I am always interested in supporting new writers creating new writing in any form. So it was with enthusiasm that I sat down to watch the BBC’s recent series The Secrets. In general I found them engaging and tackling interesting issues, even if they weren’t faultlessly realised.
However, the episode The Lie gave me much to chew on in a way I am sure the creators did not intend. In the narrative a wife realises that her husband has a second family. To discover more, she makes an appointment to have a session with her rival who happens to be a counsellor. During this session the counsellor behaves unprofessionally and unethically numerous times…. Please miss out the next paragraph if you don’t want to read story spoilers…
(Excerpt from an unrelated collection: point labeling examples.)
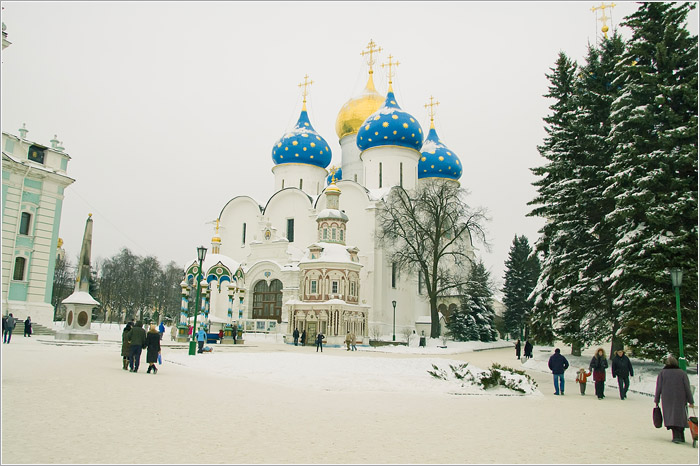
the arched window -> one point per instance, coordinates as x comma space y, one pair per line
20, 265
267, 301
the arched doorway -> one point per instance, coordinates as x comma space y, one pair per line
267, 300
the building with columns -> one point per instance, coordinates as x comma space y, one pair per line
306, 257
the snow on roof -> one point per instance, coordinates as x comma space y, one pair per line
376, 194
332, 252
81, 297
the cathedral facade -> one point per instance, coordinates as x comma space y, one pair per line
307, 257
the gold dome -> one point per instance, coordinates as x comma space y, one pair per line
356, 110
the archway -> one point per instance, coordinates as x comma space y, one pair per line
267, 300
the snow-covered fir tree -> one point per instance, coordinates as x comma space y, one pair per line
654, 179
474, 320
522, 271
551, 201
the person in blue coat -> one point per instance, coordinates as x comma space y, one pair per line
558, 364
201, 339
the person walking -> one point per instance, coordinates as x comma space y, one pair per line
152, 348
201, 339
10, 322
622, 369
137, 342
581, 378
126, 346
558, 364
673, 389
598, 365
28, 327
528, 349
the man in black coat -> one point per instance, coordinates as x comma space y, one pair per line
558, 364
622, 369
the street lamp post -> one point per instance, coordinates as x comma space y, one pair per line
201, 254
676, 280
393, 338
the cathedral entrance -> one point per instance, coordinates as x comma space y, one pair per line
267, 300
311, 332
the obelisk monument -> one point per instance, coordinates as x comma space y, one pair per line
80, 304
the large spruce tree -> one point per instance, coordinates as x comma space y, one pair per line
654, 180
522, 271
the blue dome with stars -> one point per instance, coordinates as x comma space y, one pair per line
302, 145
437, 161
338, 175
390, 126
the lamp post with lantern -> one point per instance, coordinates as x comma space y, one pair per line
676, 280
201, 254
393, 338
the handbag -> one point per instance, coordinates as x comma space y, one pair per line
657, 417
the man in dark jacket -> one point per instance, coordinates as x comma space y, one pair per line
137, 340
558, 364
622, 369
8, 328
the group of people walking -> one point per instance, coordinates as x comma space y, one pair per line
9, 322
134, 340
672, 385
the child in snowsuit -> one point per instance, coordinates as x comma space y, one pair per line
581, 377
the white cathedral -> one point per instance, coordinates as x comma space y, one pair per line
307, 258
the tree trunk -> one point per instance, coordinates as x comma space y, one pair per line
434, 320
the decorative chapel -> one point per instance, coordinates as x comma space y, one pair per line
307, 258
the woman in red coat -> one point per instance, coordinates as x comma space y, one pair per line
598, 365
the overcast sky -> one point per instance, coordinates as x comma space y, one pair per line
170, 109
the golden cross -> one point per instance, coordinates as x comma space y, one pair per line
305, 84
371, 50
432, 110
390, 64
603, 18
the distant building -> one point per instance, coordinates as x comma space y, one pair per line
33, 181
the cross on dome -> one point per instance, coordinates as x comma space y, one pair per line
305, 84
389, 65
432, 110
370, 51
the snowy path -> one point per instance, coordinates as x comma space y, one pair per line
74, 404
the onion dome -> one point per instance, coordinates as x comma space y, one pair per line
437, 161
335, 173
356, 110
303, 144
390, 126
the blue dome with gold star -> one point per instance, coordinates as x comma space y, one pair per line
337, 173
302, 145
437, 161
390, 126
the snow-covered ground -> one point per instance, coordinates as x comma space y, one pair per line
377, 374
268, 402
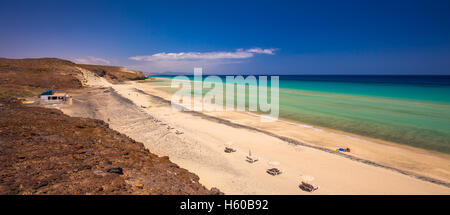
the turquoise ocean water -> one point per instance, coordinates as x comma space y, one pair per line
411, 110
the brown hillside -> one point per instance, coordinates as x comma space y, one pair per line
57, 73
43, 151
114, 73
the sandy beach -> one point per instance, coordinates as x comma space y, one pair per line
196, 141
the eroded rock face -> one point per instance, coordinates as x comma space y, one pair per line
43, 151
Unethical/unprofessional behaviour. (1) The session takes place in the counsellor’s kitchen (2) with door open. (3) During it the errant husband shouts out that he is going out and the counsellor responds. The wife asks if she can use the bathroom and (4) is directed upstairs (toilets should be close or adjoined to the therapy room). Here she takes the opportunity to look in on the nursery where her rival’s baby sleeps. The counsellor discovers her there and (5) goes ballistic (instead of discussing what has happened and finishing the session professionally).
These actions are never explored as examples of what should never happen, they are merely devices to allow the wife to confirm her fears that her husband has a second family. When I wrote a comment to this effect on the BBC programme blog, I received a response from a fellow viewer which basically said writers are allowed to do what they want in terms of embroidering reality/artistic licence in order to move the plot forward.
I’m not sure whether I agree with that. As writers we are already asking readers to come with us into our imaginary landscape, accepting the reality we present while knowing that it is a creation of ours. We make a contract with our audience, and the degree of reality guaranteed in that ‘contract’ obviously depends on the genre we are writing in. The premise for The Secrets was that these were gritty, realistic portrayals of human dilemmas. So to suddenly depart from realism just to get something to happen in the plot, I believe, is breaking the contract with the audience. I think it also shows laziness on the part of the author. I’d be interested in knowing what other writers think.